Notably, the original study did not correctly account for the confounding factors: that is the fact that zip codes with hog farms have greater proportions of marginalized populations, lower household incomes, fewer residents with higher education level, and fewer primary care providers. When acquiring data for these confounding factors, 2018 study generalized these sociodemographic characteristics to the zip code or county a person live in, yet conducted the regression analysis at the individual level (i.e. assuming any person who lives in a certain zip code has the same household income as everyone else in the zip code; hence, “Ecological Fallacy”). With this critical oversight, the measured association is inaccurate.
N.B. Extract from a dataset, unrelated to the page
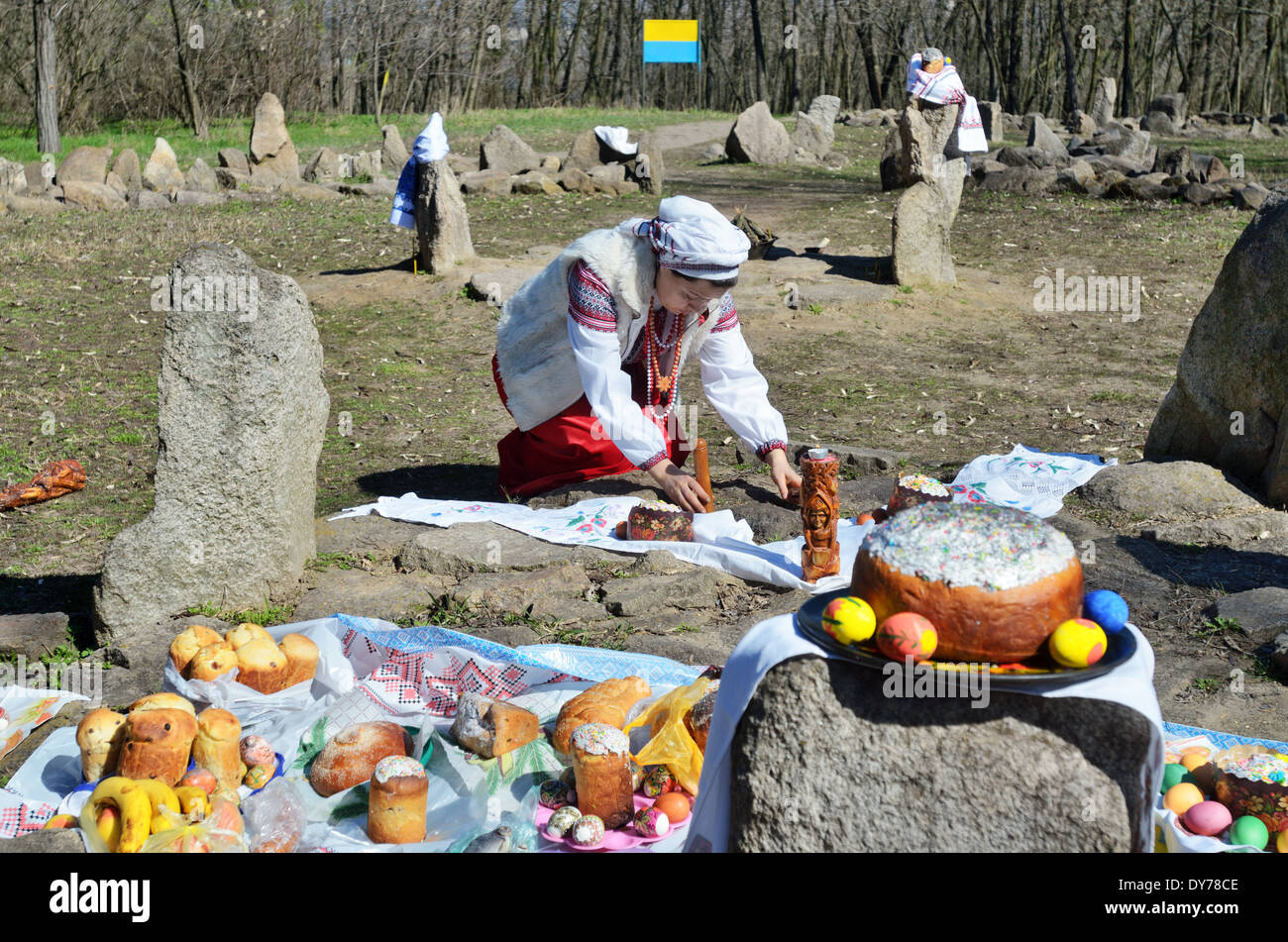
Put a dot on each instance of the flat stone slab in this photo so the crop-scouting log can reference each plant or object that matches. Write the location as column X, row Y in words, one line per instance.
column 356, row 592
column 465, row 549
column 1167, row 491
It is essential to account for these confounding factors pertaining to race, income, education, and healthcare demographics, which are established as social determinants of health, linked to profound underlying systemic health disparities.
In such epidemiological studies, we are trying to answer the epidemiologically intriguing question of whether these communities would have similar negative health issues if there were no pig farms. With limited data, studying association between exposure to pig farms and how that impacts public or environmental health is a complex and challenging subject; many fronts to consider, and no silver bullets. The reanalysis highlighted the importance of careful study design and responsible interpretation of data for understanding the impact of agricultural practices on human health. A follow up project in underway that builds on the reanalysis to come up with a better indicator of the exposure to large hog farms and conducting the analysis at population level while accounting for the relevant confounding factors. Understanding of the complexity of exposure in relation to air, soil, and water characteristics; farm characteristics; and demographic, social, economic, healthcare, and infrastructure characteristics of neighboring communities is crucial for at the very least to improve understanding of the interconnectedness and development of strategies down the road to maximize human health, environmental health, and agricultural sustainability promoting One Health solutions.
- Kravchenko, Julia, Sung Han Rhew, Igor Akushevich, Pankaj Agarwal, and H. Kim Lyerly. “Mortality and health outcomes in North Carolina communities located in close proximity to hog concentrated animal feeding operations.” North Carolina medical journal 79, no. 5 (2018): 278-288.
- Kanankege, Kaushi ST, Isaac Traynor, and Andres M. Perez. “A reanalysis: Do hog farms cause disease in North Carolina neighborhoods?.” Frontiers in Veterinary Science 9 (2022).